I see this sentiment sometimes, but just like with the US Federal government, everyone thinks that what everyone else is working on is superfluous.

It's easy to say generally "there's all this wasted money".

Yeah? Where?

https://www.mozilla.org/en-US/foundation/annualreport/2024/

I really am curious. I'm not a fan of AI, so I would agree that those seem superfluous -- but at the same time, the AI based image summarizer actually sounds cool - and good for accessibility. The translation service is VERY useful, and it is amazing that it runs locally.

So yeah, I'm curious. What is junk?

[–] drwankingstein@lemmy.dbzer0.com 4 points 3 weeks ago (1 children)

off the top of my head,

  • Mozilla VPN
  • Mozilla Pocket
  • Llama file (and all the other AI BS like Solo)
  • Didthis was just recently shut down

and there were other serfvices that I can't remember right now. And then there is all the money they redirect everywhere else for advocacy and other stuff that I don't care at all about. If I donate to mozilla, I want to donate to firefox, not some random junk projects.

[–] yoasif@fedia.io 7 points 3 weeks ago (2 children)

Pocket and VPN make money, that would be like firing IRS auditors in the name of efficiency.

I agree that general purpose AI isn't really all that interesting, since I don't think it is going to drive involvement or investment.
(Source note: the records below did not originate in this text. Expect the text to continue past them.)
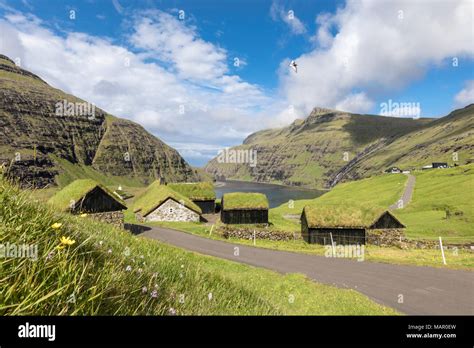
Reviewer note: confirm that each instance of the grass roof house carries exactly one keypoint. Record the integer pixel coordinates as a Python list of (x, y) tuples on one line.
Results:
[(347, 224), (161, 203), (88, 196), (201, 193), (244, 208)]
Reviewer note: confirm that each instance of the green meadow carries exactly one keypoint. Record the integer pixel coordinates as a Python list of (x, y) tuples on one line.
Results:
[(84, 267)]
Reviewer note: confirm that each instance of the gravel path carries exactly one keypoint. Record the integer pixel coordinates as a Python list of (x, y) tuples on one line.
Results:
[(407, 194), (423, 290)]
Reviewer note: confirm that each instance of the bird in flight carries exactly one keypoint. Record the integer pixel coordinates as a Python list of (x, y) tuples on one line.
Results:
[(294, 66)]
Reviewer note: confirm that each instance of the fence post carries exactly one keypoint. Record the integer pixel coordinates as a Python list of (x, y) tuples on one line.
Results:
[(332, 244), (442, 250)]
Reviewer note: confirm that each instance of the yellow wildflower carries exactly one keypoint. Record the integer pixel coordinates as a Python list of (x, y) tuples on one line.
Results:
[(65, 241)]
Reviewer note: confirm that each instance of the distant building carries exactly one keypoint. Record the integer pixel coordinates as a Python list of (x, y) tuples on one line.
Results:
[(439, 165), (244, 208), (201, 193), (393, 170), (161, 203), (88, 196), (346, 224)]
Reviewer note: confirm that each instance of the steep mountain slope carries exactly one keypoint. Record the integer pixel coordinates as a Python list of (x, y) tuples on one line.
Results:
[(311, 152), (38, 143)]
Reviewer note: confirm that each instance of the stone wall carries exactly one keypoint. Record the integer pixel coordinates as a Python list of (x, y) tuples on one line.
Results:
[(111, 217), (260, 233), (172, 211)]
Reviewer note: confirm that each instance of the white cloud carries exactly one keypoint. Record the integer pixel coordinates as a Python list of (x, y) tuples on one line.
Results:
[(466, 95), (277, 12), (365, 50)]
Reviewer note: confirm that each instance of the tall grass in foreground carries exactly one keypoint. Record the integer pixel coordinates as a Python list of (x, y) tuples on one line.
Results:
[(108, 271)]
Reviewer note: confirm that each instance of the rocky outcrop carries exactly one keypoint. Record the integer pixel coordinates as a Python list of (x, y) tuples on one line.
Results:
[(35, 135), (331, 146), (314, 152)]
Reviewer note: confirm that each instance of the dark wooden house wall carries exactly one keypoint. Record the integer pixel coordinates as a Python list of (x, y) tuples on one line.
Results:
[(207, 207), (386, 221), (97, 201), (257, 216), (341, 236)]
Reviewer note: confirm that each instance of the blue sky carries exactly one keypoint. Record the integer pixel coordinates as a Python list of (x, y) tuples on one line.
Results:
[(180, 81)]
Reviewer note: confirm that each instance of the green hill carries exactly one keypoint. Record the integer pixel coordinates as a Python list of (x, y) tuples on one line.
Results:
[(311, 152), (441, 204), (332, 146), (83, 267), (448, 139), (45, 146)]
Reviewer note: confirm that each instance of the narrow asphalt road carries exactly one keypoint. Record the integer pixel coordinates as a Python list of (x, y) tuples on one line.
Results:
[(407, 193), (409, 289)]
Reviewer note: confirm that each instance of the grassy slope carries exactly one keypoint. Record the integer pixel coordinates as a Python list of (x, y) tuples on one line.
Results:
[(451, 187), (378, 191), (308, 153), (456, 259), (94, 269), (436, 143)]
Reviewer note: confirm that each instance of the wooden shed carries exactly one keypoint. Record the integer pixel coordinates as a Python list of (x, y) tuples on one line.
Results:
[(201, 193), (244, 208), (161, 203), (346, 224), (90, 197)]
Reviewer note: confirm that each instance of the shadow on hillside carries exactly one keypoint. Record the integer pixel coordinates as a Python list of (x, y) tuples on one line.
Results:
[(136, 229)]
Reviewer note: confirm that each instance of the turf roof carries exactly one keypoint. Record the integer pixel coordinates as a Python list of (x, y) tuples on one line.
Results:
[(196, 190), (156, 194), (76, 191), (321, 216), (244, 201)]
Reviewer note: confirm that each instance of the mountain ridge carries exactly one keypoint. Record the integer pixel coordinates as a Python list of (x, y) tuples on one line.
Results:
[(330, 146)]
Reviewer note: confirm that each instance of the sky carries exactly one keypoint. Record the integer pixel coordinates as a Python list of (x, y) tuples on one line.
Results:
[(202, 75)]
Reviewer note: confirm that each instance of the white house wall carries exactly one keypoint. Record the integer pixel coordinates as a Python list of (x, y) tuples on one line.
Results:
[(172, 211)]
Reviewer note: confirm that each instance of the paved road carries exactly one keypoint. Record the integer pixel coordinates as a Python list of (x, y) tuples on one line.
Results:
[(425, 290), (407, 193)]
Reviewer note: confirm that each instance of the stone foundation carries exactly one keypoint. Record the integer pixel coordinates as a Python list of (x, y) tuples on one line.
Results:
[(111, 217), (170, 211)]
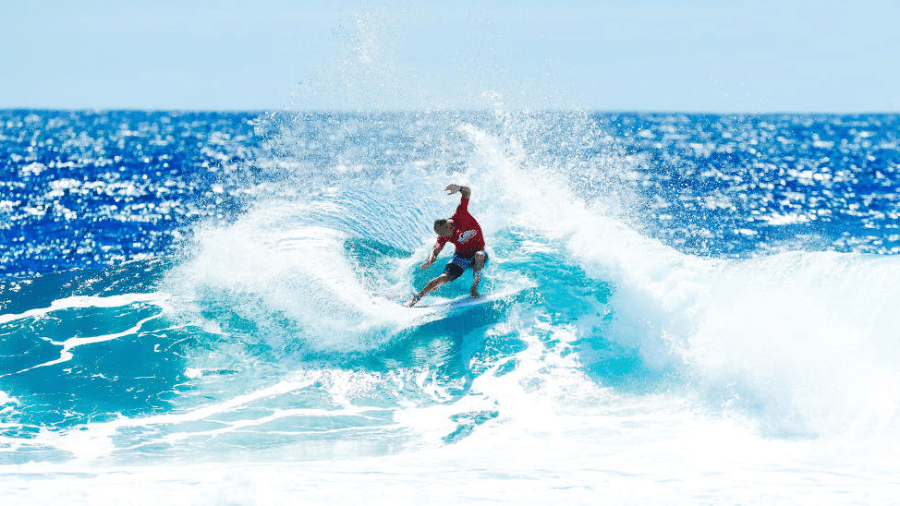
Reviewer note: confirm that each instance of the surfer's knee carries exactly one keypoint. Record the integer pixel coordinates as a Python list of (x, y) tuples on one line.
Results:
[(479, 260)]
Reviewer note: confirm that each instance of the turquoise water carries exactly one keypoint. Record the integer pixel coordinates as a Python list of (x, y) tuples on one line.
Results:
[(204, 309)]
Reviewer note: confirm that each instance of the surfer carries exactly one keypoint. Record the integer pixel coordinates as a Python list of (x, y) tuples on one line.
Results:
[(464, 232)]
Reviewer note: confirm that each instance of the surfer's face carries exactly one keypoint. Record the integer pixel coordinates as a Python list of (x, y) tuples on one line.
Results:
[(444, 229)]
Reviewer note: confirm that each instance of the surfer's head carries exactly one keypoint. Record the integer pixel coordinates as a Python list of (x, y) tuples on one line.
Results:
[(444, 228)]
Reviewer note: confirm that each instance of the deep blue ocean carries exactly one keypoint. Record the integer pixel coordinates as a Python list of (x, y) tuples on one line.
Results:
[(203, 308)]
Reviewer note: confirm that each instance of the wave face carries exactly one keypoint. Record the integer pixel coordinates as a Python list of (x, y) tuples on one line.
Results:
[(182, 290)]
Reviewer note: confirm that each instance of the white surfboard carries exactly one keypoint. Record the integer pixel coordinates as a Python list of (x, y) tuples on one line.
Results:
[(468, 301)]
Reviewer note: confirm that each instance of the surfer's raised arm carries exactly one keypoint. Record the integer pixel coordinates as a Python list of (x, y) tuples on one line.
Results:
[(453, 188)]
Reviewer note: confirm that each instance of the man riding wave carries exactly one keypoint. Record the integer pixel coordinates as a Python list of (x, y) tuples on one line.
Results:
[(465, 233)]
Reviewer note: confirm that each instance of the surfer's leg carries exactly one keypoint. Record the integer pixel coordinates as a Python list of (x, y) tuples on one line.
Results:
[(477, 265), (432, 285)]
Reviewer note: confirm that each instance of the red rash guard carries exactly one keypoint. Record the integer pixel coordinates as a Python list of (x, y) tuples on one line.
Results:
[(467, 236)]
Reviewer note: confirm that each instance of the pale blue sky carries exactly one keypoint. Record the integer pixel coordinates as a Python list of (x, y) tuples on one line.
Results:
[(639, 55)]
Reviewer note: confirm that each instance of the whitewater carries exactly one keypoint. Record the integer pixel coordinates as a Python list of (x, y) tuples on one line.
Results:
[(203, 308)]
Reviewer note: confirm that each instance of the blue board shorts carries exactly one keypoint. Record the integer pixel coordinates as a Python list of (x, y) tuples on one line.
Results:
[(457, 265)]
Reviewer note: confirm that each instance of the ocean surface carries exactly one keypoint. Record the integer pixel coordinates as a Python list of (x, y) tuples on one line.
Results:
[(203, 308)]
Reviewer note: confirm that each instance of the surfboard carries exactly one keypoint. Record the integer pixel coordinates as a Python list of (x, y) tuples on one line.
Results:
[(467, 301)]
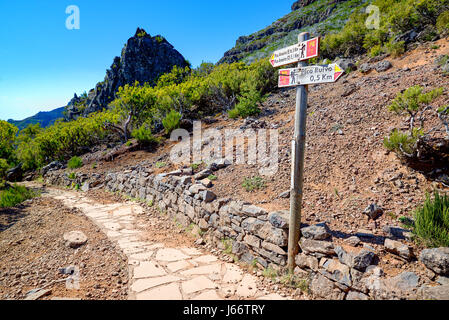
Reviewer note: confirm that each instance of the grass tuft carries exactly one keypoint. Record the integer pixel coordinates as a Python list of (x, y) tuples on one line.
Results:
[(432, 221)]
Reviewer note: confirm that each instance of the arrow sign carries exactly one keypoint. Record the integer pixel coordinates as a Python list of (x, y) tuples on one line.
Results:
[(309, 75), (298, 52)]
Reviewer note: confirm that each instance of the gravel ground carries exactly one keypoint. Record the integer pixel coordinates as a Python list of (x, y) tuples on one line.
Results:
[(32, 251)]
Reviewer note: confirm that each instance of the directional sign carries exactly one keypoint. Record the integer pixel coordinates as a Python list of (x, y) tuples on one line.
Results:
[(309, 75), (298, 52)]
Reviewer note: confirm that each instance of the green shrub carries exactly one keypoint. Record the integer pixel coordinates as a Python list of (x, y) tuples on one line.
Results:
[(75, 163), (63, 140), (413, 100), (171, 121), (432, 221), (7, 140), (143, 134), (254, 183), (375, 51), (14, 195), (443, 23), (4, 166), (247, 106)]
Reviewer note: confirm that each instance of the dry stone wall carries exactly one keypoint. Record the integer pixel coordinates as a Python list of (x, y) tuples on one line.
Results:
[(254, 235)]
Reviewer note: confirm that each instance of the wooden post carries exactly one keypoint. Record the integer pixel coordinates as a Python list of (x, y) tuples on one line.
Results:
[(297, 173)]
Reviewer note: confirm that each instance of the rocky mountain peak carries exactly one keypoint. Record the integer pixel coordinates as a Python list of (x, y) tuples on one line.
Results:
[(143, 58)]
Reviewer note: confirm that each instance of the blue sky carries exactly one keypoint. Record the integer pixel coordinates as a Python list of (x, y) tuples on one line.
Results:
[(42, 63)]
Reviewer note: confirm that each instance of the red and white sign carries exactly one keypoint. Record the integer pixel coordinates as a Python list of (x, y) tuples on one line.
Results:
[(309, 75), (301, 51)]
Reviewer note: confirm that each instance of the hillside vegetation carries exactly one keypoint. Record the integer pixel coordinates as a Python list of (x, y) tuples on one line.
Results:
[(343, 28), (140, 110)]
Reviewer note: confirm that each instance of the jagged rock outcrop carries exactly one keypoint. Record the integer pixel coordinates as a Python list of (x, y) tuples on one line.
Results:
[(301, 3), (144, 58)]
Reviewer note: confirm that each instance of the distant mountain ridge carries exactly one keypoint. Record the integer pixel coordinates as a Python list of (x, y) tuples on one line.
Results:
[(318, 17), (44, 118)]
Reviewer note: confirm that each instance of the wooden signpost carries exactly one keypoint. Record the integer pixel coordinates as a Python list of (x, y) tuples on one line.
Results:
[(300, 77)]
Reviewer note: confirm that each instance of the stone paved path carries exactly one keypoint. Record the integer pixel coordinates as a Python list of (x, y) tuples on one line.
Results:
[(160, 272)]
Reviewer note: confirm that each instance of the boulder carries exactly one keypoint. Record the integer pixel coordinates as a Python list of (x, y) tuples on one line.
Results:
[(399, 249), (15, 174), (352, 241), (338, 272), (208, 196), (346, 64), (305, 261), (196, 188), (406, 281), (436, 259), (373, 211), (434, 293), (252, 224), (74, 239), (252, 211), (273, 235), (279, 219), (383, 66), (355, 295), (202, 174), (358, 259), (365, 67), (316, 232), (324, 288), (317, 246)]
I also imagine that it doesn't really cost that much - they don't have any real products behind it, and they all seem clearly experimental.

I guess I understand your aversion to contributing to "junk projects", but if they are junk projects, there isn't likely to be a ton of investment. Harder to shift the bottom line.

[–] drwankingstein@lemmy.dbzer0.com 2 points 3 weeks ago

Last I checked pocket and VPN didn't make that much, I was... somewhat? mistaken however, page 6 is relevant https://assets.mozilla.net/annualreport/2024/mozilla-fdn-2023-fs-final-short-1209.pdf and indeed pocket + VPN are might actually be a significant amount of funding here, it's hard to tell from just this since it's lumped in with advertising.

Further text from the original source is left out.